Oct. 22 (which is the anniversary of John Paul II’s installation as pope) is now recorded in the church’s liturgical calendar as being the feast of now Pope Saint John Paul II. It is not to retract from the life of this pope-saint, John Paul II, to say that we would not have had him had it not been for the brief time of Albino Luciani, the first Pope John Paul. Even he had an inkling that he would be succeeded by the man whom he supposedly called “the foreigner,” one who had sat across from him in that August conclave. It is remarkable to think that in those days of 1978, the Holy Spirit descended upon these two different—though very remarkable—men of faith and presented them to the world as popes for a while and as eventual saints not only for our time, but for all time.
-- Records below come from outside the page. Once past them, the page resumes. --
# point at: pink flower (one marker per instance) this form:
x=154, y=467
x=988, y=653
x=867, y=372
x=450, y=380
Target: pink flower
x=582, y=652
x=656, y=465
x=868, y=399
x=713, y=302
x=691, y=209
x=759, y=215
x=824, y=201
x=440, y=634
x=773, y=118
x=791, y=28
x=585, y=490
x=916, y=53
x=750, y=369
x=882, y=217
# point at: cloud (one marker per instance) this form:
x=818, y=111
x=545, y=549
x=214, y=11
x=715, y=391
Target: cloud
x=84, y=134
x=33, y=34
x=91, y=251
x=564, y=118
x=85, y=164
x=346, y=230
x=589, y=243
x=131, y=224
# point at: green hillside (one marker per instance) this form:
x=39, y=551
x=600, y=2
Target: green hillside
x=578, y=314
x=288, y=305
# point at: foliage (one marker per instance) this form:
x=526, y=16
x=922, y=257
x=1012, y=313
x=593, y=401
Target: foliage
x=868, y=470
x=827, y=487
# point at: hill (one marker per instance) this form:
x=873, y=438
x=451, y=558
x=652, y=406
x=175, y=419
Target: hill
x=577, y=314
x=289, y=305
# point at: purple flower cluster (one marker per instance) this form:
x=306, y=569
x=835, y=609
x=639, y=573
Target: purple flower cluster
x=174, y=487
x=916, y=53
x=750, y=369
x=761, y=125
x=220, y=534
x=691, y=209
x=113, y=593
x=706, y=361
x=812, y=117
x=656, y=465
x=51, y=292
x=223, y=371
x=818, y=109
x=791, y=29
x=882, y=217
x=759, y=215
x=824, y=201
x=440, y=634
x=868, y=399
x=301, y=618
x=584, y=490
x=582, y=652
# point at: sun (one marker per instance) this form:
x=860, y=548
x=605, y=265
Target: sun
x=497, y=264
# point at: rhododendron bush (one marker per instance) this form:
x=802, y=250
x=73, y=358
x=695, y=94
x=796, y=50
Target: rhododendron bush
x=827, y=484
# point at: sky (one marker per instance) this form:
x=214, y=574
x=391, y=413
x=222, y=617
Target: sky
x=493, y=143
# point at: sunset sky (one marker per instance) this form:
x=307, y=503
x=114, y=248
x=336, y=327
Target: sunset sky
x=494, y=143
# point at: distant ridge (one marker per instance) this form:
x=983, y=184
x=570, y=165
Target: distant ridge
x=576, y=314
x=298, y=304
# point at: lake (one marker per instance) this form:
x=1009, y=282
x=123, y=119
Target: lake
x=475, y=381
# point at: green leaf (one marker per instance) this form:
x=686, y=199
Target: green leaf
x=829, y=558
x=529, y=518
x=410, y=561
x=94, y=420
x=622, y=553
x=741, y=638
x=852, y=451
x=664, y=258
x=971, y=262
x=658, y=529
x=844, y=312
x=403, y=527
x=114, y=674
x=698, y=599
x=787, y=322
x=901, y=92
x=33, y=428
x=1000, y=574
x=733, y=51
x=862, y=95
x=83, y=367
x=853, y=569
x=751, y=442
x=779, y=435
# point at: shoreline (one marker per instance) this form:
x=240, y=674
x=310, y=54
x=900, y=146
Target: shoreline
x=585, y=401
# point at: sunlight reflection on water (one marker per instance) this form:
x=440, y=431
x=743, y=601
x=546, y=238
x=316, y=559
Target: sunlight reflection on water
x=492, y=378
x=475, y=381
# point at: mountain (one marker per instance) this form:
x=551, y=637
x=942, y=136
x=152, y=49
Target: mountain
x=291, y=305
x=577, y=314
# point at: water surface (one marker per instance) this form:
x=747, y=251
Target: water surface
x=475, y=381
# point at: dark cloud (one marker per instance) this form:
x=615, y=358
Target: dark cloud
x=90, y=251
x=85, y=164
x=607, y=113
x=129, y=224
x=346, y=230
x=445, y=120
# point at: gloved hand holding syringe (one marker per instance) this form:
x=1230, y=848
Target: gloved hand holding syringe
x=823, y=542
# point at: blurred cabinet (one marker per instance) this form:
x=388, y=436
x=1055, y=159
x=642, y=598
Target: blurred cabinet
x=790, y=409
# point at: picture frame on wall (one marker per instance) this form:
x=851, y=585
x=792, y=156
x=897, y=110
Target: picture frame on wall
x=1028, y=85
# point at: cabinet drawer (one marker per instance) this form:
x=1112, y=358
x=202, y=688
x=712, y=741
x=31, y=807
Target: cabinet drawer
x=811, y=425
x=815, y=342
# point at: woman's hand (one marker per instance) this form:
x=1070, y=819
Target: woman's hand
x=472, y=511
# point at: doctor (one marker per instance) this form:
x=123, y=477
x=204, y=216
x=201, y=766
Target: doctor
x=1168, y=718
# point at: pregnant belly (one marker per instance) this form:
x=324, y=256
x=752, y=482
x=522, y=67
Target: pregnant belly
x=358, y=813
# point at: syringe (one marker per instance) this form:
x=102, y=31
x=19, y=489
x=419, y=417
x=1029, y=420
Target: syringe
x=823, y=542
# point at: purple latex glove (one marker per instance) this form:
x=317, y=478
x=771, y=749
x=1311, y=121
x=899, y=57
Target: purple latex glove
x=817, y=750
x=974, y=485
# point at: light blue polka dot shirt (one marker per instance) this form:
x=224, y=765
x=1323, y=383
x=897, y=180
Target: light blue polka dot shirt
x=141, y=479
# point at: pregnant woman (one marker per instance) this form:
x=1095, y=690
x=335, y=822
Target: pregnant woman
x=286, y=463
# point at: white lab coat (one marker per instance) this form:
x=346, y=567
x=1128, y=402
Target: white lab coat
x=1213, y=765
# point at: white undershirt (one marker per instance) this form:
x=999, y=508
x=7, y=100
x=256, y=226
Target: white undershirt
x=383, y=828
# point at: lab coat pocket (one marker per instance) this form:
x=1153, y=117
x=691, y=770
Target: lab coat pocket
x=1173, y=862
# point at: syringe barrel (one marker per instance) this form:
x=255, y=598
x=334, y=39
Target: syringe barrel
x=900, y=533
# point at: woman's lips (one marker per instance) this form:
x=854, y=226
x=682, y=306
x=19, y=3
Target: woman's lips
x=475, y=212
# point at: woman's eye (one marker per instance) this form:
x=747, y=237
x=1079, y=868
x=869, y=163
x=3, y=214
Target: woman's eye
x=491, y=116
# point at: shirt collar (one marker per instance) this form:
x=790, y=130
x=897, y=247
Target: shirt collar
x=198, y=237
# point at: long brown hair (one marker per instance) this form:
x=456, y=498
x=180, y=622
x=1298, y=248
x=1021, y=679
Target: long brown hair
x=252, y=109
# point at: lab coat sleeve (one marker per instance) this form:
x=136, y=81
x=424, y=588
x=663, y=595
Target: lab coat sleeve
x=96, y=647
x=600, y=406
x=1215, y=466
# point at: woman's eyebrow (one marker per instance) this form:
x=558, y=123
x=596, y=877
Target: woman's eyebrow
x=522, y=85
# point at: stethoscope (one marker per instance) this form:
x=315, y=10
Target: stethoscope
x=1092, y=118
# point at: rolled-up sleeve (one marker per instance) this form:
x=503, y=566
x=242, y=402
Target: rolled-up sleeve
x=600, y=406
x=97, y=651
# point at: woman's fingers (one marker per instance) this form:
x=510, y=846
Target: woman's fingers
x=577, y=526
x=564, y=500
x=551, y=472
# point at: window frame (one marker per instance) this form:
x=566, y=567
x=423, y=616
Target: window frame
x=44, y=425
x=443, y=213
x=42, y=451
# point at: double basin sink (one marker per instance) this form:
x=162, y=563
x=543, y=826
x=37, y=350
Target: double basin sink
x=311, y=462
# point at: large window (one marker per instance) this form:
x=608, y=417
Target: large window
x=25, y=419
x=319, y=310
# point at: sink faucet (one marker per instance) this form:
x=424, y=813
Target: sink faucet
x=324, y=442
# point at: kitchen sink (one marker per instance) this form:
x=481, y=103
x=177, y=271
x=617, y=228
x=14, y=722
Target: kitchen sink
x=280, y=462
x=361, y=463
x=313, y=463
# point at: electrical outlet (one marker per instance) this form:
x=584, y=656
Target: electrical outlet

It is something worth remembering on this feast day of Karol Wojtyla, and also have gratitude for Albino Luciani, who proceeded him. Each in their own way showed that there is no one way to love God—or to follow him—as long as we do it, and that we can take comfort in the knowledge that it is possible for fallible –though loving and lovable—human beings to accomplish such a great thing as being or becoming a saint.